Previous studies indicated that long-term agricultural practices may shift the structure of the methanotrophic community, which results in the change of methane oxidation (Adamsen and King 1993; Seghers et al. 2003). Are the changes in methane oxidation related with the shifting of structure and diversity of methanotrophic community induced by management practices? The research of Jaatinen et al. (2004) indicated that fire significantly increased the methane oxidation rate, but the community structure did not change through comparing pmoA recovery products. It is possible that shifts occurred on a fine phylogenetic scale not distinguishable by pmoA products. However, Seghers et al. (2003) found long-term use of herbicides atrazine and metolachlor resulted in shifting of methanotrophic community structure, but no change in abundance and activity of methanotrophs. In this study, comparing the change of methane uptake flux and the change of methantroph communities structure at different stocking rates sites, we found that although grazing intensity had an impact on the methanotrophic community structure, it did not greatly impact the methanotrophic activity.
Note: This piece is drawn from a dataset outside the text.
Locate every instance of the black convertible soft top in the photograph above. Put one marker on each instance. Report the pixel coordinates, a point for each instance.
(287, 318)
As one of the primary land uses in Inner Mongolia, the practice of grazing sheep is a complex event. A range of specific factors, such as fecal and urine deposition, shifts in plant rhizosphere exudation, shifts in plant composition and the change in soil structure and aerobicity, changes soil characteristics (Clegg 2006). Methanotroph acitivity in soil is affected by many factors, one of which is ammonium concentration in soil (Bodelier and Laanbroek 2004). The NH +4 –N concentrations at the different sites were not significantly different, which may have helped to account for no difference in methane consumption rates across sites (Table 1).
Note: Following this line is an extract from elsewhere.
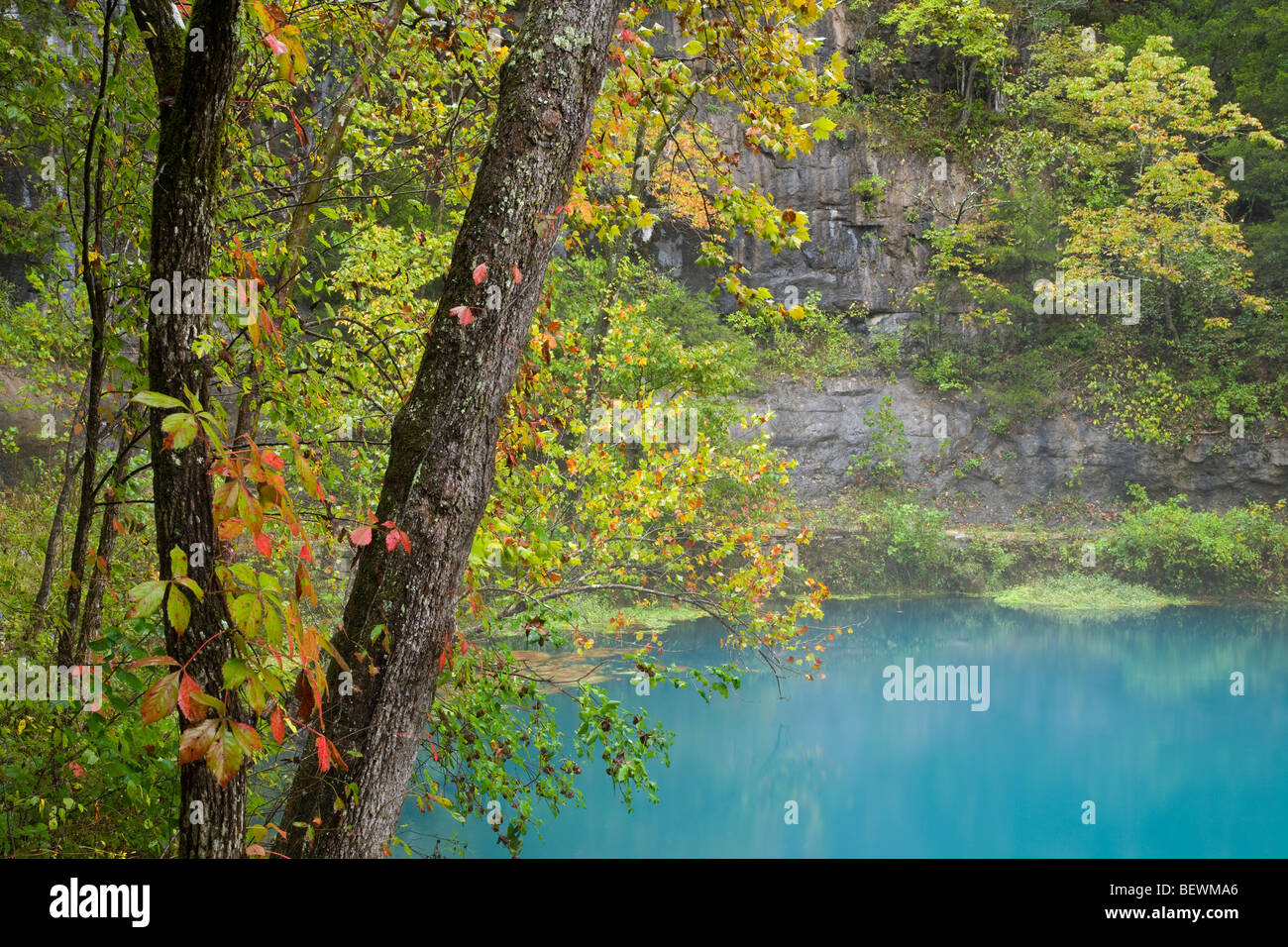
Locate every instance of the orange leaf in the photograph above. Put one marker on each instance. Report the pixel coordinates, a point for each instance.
(277, 724)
Recently more and more functional groups that participate in consuming atmospheric CH4 have been found in terrestrial ecosystems (Bull et al. 2000; Henckel et al. 2000; Knief et al. 2003). Recent studies have indicated that atmospheric methane oxidization can also be mediated by a kind of unknown methanotroph, which is similar to type II methanotrophs in the phylogenetic tree (Bull et al. 2000; Henckel et al. 2000; Crossman et al. 2005). The type II methanotroph primers used in this study, which targeted all of the methylosinus/methylocystis groups, are degenerate primers and detect some unknown methanotrophs (Wise et al. 1999). We detected a kind of unknown type II methanotroph in the Inner Mongolian grassland soil and its role in consuming atmospheric methane needs to be further studied.